What I didn’t expect was how this journey would completely reshape my brain chemistry. I grew up with a debilitating anxiety disorder (like I’m talking put on meds by the 4th grade so I could do normal things like go on a class field trip lol). I felt unsafe all the time, and needed constant reassurance that I was going to be okay. As I got older, this led to me defining my worth and building my identity around my achievements, external validation, and everyone else’s expectations. I was constantly concerned with how I measured up to the person next to me. If I was achieving the most, surely I’d be okay, right?. This kept me moving forward, but at a cost. I was completely detached from the present moment and never able to celebrate my milestones because I was so consumed with what came next.

Like many anxious students, I went on to study the brain, doing my undergrad in cognitive science with a neuroscience concentration, and topping that off with a master’s in biochemistry. I then went on to work in clinical research in psychiatry. Postgrad was my worst nightmare brought to life. No grades, no midterms, no built-in benchmarks to compare myself against. I had no idea how to measure whether I was “doing okay.” I found myself in a corporate job that should have inspired me but didn’t. I felt stuck. On paper, it all made perfect sense. But a few years in, I felt deeply unfulfilled, disconnected, and unsure where I went wrong and how I could change it. 
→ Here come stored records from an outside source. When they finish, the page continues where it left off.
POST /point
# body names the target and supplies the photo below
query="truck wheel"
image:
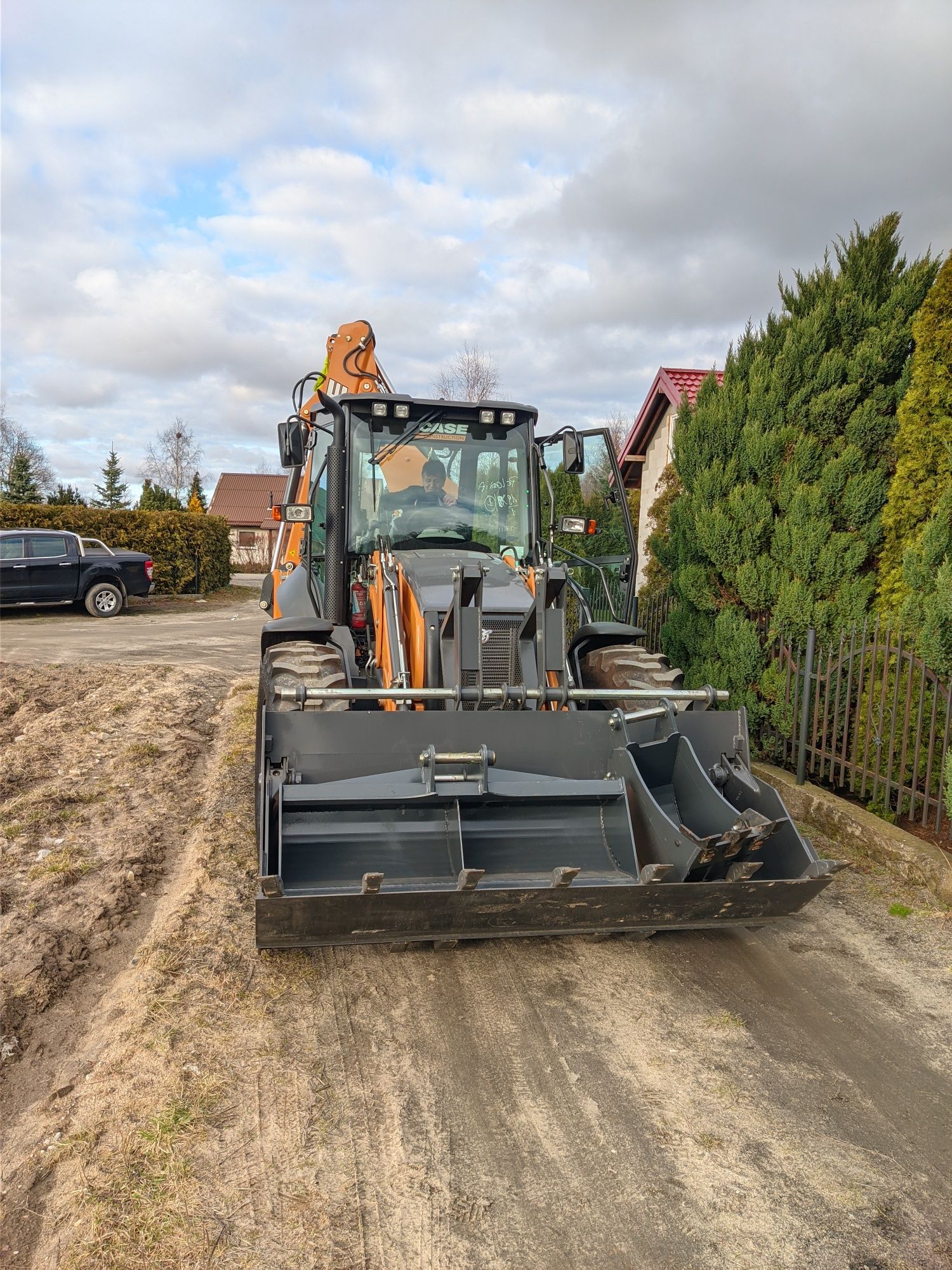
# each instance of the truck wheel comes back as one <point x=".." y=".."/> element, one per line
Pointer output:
<point x="103" y="600"/>
<point x="629" y="667"/>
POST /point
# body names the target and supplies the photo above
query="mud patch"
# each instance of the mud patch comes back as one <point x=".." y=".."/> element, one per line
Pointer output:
<point x="98" y="784"/>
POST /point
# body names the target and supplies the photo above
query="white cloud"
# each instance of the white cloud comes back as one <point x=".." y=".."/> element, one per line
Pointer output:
<point x="195" y="196"/>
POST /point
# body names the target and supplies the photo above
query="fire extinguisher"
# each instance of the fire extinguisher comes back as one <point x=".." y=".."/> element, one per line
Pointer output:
<point x="359" y="606"/>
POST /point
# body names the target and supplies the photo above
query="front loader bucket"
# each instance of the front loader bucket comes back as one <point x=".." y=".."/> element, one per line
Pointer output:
<point x="404" y="826"/>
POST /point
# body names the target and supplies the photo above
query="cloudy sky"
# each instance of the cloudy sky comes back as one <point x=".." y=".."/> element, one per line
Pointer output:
<point x="196" y="195"/>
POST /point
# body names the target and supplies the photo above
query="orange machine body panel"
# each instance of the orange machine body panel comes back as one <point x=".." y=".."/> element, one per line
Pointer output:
<point x="413" y="627"/>
<point x="351" y="366"/>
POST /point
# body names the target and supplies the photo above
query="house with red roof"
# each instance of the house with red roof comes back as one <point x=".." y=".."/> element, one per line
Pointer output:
<point x="649" y="446"/>
<point x="246" y="501"/>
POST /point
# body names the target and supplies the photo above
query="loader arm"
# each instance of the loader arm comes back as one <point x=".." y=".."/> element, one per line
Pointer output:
<point x="350" y="366"/>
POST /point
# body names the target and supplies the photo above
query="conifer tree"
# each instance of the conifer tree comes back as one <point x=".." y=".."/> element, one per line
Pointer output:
<point x="67" y="496"/>
<point x="786" y="467"/>
<point x="114" y="491"/>
<point x="157" y="498"/>
<point x="927" y="576"/>
<point x="196" y="497"/>
<point x="923" y="440"/>
<point x="22" y="483"/>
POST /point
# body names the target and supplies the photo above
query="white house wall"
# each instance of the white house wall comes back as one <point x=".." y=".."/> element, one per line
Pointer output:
<point x="657" y="459"/>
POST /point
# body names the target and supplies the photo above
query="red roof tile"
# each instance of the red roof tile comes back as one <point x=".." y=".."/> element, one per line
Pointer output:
<point x="689" y="382"/>
<point x="670" y="385"/>
<point x="244" y="498"/>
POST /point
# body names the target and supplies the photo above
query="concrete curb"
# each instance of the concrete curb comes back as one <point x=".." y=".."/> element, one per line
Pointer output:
<point x="863" y="832"/>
So I took a leap, and I have this sport to thank for it. Training and racing have given me back a version of myself I didn’t know I’d lost, teaching me to loosen my grip on control and trust my own choices and abilities. Learning to overcome, adapt, and make space for myself in this world has taught me more than two decades in a classroom ever did. I want to help others feel that same way. NASM feels like the natural next step to deepen my understanding of why I fell in love with this lifestyle and to pay that growth forward.
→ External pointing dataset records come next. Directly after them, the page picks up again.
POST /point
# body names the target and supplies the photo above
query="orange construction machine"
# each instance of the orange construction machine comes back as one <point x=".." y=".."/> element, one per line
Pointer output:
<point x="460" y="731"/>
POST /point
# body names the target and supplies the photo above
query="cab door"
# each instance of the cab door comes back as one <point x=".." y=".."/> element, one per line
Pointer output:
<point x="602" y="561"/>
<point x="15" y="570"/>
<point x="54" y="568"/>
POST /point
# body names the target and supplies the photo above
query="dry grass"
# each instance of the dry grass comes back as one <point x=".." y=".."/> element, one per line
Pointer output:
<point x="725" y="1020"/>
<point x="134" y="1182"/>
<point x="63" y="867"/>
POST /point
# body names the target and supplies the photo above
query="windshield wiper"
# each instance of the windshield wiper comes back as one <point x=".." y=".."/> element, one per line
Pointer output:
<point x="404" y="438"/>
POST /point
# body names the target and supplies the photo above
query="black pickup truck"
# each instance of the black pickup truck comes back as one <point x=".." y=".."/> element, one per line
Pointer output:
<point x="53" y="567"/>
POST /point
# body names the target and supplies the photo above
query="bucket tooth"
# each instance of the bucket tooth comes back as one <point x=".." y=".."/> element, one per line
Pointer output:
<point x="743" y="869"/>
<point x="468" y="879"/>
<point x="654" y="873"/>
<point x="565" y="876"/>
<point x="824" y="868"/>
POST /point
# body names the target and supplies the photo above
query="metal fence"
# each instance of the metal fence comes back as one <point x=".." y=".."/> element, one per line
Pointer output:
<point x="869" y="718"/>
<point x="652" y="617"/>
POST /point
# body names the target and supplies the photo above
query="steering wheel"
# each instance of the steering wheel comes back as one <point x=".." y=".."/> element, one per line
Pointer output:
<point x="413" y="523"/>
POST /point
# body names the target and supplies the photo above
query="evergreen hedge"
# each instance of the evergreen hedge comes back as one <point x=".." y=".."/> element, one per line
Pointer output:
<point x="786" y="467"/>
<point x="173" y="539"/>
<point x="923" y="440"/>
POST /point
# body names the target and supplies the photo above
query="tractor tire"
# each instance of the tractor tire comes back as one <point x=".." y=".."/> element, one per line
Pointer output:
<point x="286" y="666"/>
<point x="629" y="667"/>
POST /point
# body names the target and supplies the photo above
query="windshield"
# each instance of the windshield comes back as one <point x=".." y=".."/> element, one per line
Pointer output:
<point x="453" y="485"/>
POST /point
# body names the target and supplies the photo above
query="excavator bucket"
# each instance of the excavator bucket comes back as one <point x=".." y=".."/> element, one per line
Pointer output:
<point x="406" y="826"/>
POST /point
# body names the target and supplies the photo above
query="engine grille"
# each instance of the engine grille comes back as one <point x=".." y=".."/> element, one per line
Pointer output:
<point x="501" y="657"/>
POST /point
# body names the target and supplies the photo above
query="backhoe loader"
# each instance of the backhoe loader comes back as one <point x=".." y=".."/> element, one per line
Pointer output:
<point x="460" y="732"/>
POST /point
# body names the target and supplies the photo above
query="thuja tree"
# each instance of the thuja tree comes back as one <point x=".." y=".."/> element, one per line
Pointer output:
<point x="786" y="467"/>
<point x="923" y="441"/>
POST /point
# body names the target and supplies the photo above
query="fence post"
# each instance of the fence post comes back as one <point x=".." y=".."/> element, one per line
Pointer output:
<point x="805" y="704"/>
From the outside, what I’m doing now - racing, training, and gaining a new certification - might look like another chapter of achievement chasing. But it’s actually the opposite. Choosing to leave the corporate world and invest in myself is something I never would have had the confidence to do a few years ago. This chapter has given me community, purpose, and a sense of identity I didn’t even realize I was missing.

As I start this coursework, I’m not just learning how to be a better athlete or future coach, I’m learning more about the person I’ve grown into through this sport. I’m excited to deepen my understanding, expand the way I support others, and see where this leads. It feels like the beginning of something that aligns with who I am becoming, not who I thought I had to be.

Anyways….I’m sure NASM was just looking for “I’m really passionate about health and fitness!” and instead they got my entire life saga 😭. But that’s me for you, trauma dumping every chance I get <3

Here’s to learning, unlearning, moving forward, backpedaling, and stepping into the every new version of ourselves more confident than the last. 

& as always, thanks for being part of it!